Радемахер проиграл губами целую симфонию, очень неблагозвучную (Хайнц на него зашикал), а Эрвин жалостливо прошептал:
– Пауль, поди остуди голову. А потом подумай: ну с какого большого бодуна он будет обергруппенфюрером?
– А вы случайно не знаете, к чему могут крысы сниться? – сменил тему Радемахер.
– Вот уж чем никогда не интересовался, так это сонниками, – сказал Эрвин.
– А что тебе приснилось? – полюбопытствовал Пфайфер.
– Дрянь паршивая… – Курт надолго замолчал и, когда уже все решили, что он ничего не будет рассказывать, всё-таки продолжил: – Снилось мне, что приезжаю домой – ну, война закончилась, или вроде того. Как в город приехал, не помню, а помню только, что подхожу к родительскому дому возле нашей пекарни, дверь почему-то нараспашку, захожу внутрь – и никого. Ни единой живой души. Тишина. И солнце как будто во все окна сразу. И пыль, знаете, вертится – махнёшь так рукой, и она кружится в солнечных лучах. Я по всем комнатам побежал, думаю, уехали они, что ли, без меня? Дёргаю ящик отцовского стола – а там шевелится всё, копошится – крысы! Чёртова уйма крыс! Прямо так и попёрли оттуда. Шкаф открываю – на меня лавина крыс рушится, ну и дерьмо, и ведь живые, нюхают чего-то, лезут куда-то, хвосты их эти мерзкие… А потом отовсюду хлынули, изо всех щелей уже высираются, полная дьявольщина! Совершенно дерьмовый сон.

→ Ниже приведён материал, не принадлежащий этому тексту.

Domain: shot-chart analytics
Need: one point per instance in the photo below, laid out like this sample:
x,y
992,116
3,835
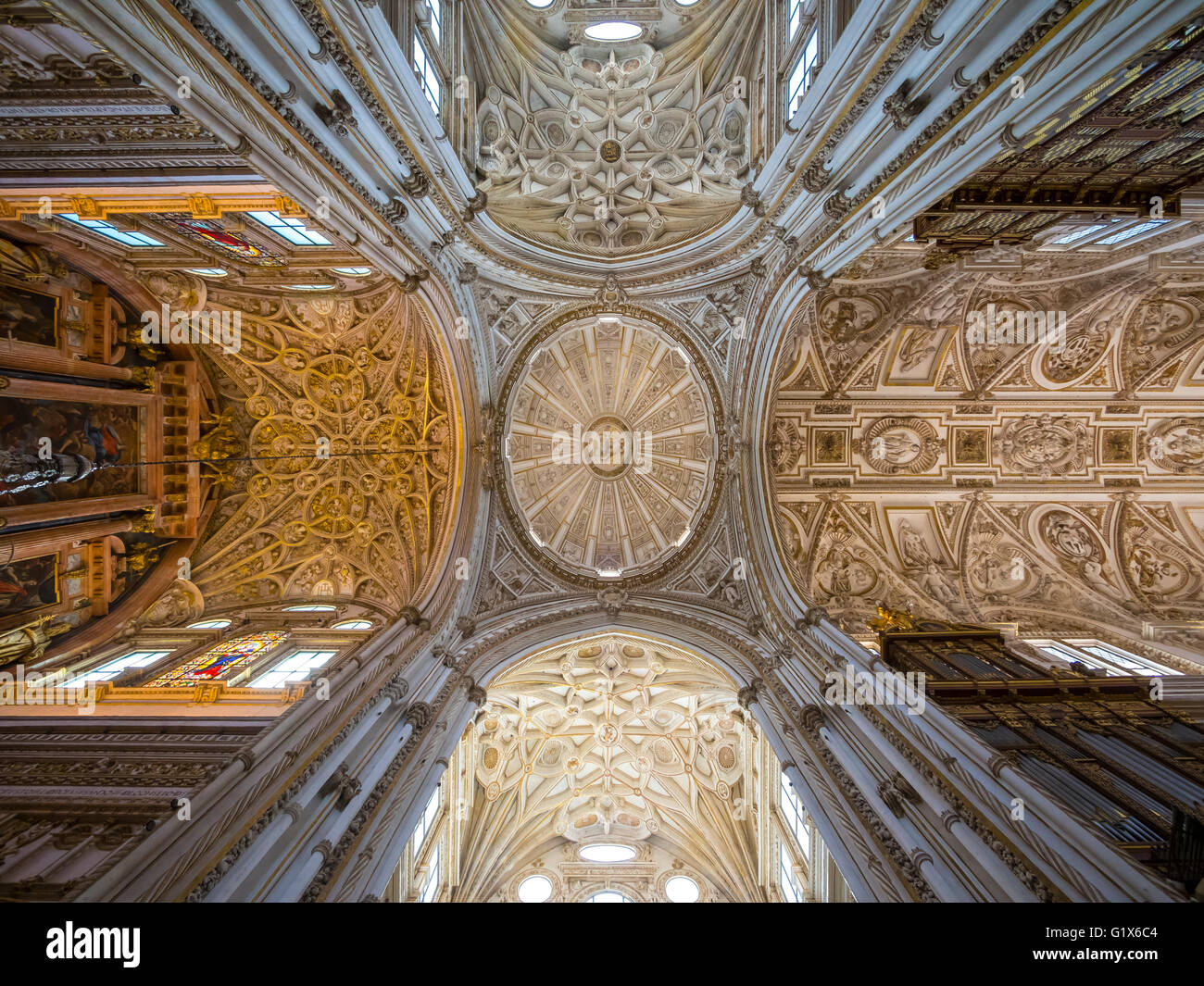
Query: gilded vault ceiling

Все молчали. Хайнц думал о своих родителях и о том, что завтра – непременно! – напишет им самое что ни на есть обстоятельное письмо, не просто пару жалких строчек. Пфайфер совсем тихо спросил:
– Курт, а у тебя где семья живёт?
– В Вендельштайне. У нас лучшая пекарня в городе.
– Это где?
– Под Нюрнбергом.
– Бомбят?
– Пишут, что нет…
Все по очереди вздохнули. Эрвин заскрипел койкой, устраиваясь поудобнее, и громко прошептал:
– Да ладно вам, сны. Я вот как сюда, в Адлерштайн этот чёртов, попал, так почти каждую ночь такую пакость вижу, что впору от нервов лечиться. Сейчас вот только, пока вы меня не разбудили, видел какую-то бабу без головы. Причём ходячую.
– А я, – фыркнул Хайнц, – наоборот, башку без всего остального. Летающую.
– А Пфайфер видел во сне обергруппенфюрера, – заключил Радемахер.
– Обезглавленного. Фуражка над пустым местом висела.
– А башка вокруг летала!
– И крысы по нему ползали, из карманов вылезали…
Под утро Хайнцу приснился обергруппенфюрер СС. Он прошёлся перед строем – его серое кожаное пальто блестело под мелким дождём – и остановился напротив Хайнца. Обергруппенфюрер вытащил из бездонного кармана десяток живых крыс, связанных хвостами, и торжественно сообщил, что руководство «Аненэрбе» поручает рядовому Рихтеру исследовать этих крыс на предмет проверки расовой чистоты.